Em tempos de Copa do Mundo, as próximas semanas serão marcadas pelos lances dos craques das 32 seleções de futebol que estão no Catar. Mas, pouco antes da bola rolar no Oriente Médio, negociadores de mais de 190 países anunciaram, no último domingo (20), a aprovação do texto final da 27ª Conferência das Nações Unidas sobre Mudança Climática (COP 27), com passes que também merecem ser debatidos em mesas redondas pelos especialistas. A exemplo dos campeonatos mais disputados, teve golaço no finalzinho, gol contra, jogo truncado, participação discreta de jogadores importantes e o Brasil com o desejo de voltar ao pódio.
O golaço
Na opinião de especialistas, o gol mais importante da COP27 foi marcado apenas na prorrogação. A programação oficial havia terminado sem acordo e as negociações avançavam para o final de semana quando os 198 países participantes da conferência da ONU chegaram a um acordo para a criação de um fundo de perdas e danos para beneficiar os países mais vulneráveis às mudanças climáticas. A decisão foi considerada histórica, apesar de ainda haver muitas dúvidas a respeito dos mecanismos de financiamento e das formas de acesso aos recursos. Um grupo de trabalho transnacional será formado para definir a efetivação do fundo, que deve socorrer especialmente países ameaçados pelo aumento do nível do mar, migrações forçadas por desastres naturais e outras consequências das mudanças do clima.
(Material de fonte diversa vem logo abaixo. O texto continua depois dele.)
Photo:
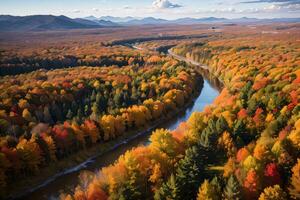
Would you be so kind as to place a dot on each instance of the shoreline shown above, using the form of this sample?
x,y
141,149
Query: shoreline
x,y
82,158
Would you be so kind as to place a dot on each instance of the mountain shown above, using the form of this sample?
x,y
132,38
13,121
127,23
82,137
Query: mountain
x,y
117,19
50,22
96,22
43,22
147,21
200,20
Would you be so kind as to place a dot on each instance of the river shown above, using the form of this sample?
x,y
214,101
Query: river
x,y
67,182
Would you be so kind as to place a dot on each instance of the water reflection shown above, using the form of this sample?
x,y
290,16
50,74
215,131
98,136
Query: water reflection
x,y
67,183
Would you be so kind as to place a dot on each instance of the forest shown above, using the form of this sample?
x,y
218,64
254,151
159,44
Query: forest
x,y
66,99
243,146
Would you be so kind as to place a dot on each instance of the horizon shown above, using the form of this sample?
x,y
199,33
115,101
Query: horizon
x,y
139,18
164,9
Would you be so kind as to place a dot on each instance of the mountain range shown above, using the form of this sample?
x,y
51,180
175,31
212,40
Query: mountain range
x,y
50,22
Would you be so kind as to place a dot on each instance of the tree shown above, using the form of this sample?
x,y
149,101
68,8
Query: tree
x,y
232,190
27,115
188,173
162,140
272,175
251,184
168,190
273,193
94,192
221,125
294,188
207,192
“Esses acordos evoluem muito lentamente, pois precisam atender diferentes interesses dos diversos países envolvidos. De qualquer forma, o apoio as comunidades mais vulneráveis era uma demanda histórica dos países em desenvolvimento, presente nos debates sobre mudanças climáticas desde a Eco 92, realizada no Rio de Janeiro em 1992”, lembra André Ferretti, gerente sênior de Economia da Biodiversidade da Fundação Grupo Boticário, membro da Rede de Especialistas em Conservação da Natureza (RECN) e participante da COP27. “É importante lembrar que os países mais pobres, apesar de contribuírem muito pouco para as emissões de gases de efeito estufa que causam o aquecimento global, costumam sofrer as maiores consequências do desequilíbrio do clima”, completa Ferretti.
O gol contra
Os especialistas lamentam que o documento final da COP 27 não tenha apresentado avanços em relação à necessidade de metas mais ambiciosas para reduzir as emissões de gases de efeito estufa. Nesse aspecto fundamental das negociações para manter o aquecimento global em 1,5 grau Celsius em relação ao período pré-industrial, conforme estabelecido no Acordo Paris, praticamente não houve evolução em relação à COP 26, realizada em Glasgow, na Escócia. Apesar de alguns anúncios pontuais na intenção de reduzir as emissões por parte de países como Austrália, Emirados Árabes Unidos, Noruega e Tailândia, é consenso que são medidas insuficientes para conter o aquecimento global dentro dos limites aceitáveis.
O documento final da COP 27 também não apresenta novidades em relação às restrições ao uso de combustíveis fósseis, o que pode ser considerado um gol contra a esta altura do campeonato, já que menções explícitas nesse sentido foram retiradas do texto. A discussão foi flexibilizada e caminhou em direção à adoção de um mix de energias mais limpas, como o gás natural, o que não eliminaria o uso de combustíveis fósseis. As estimativas mais recentes dos cientistas indicam que, se as metas voluntárias de redução das emissões até 2030 forem mantidas, a temperatura média global deve subir pelo menos 2,4 graus até 2100 em comparação ao início da Revolução Industrial.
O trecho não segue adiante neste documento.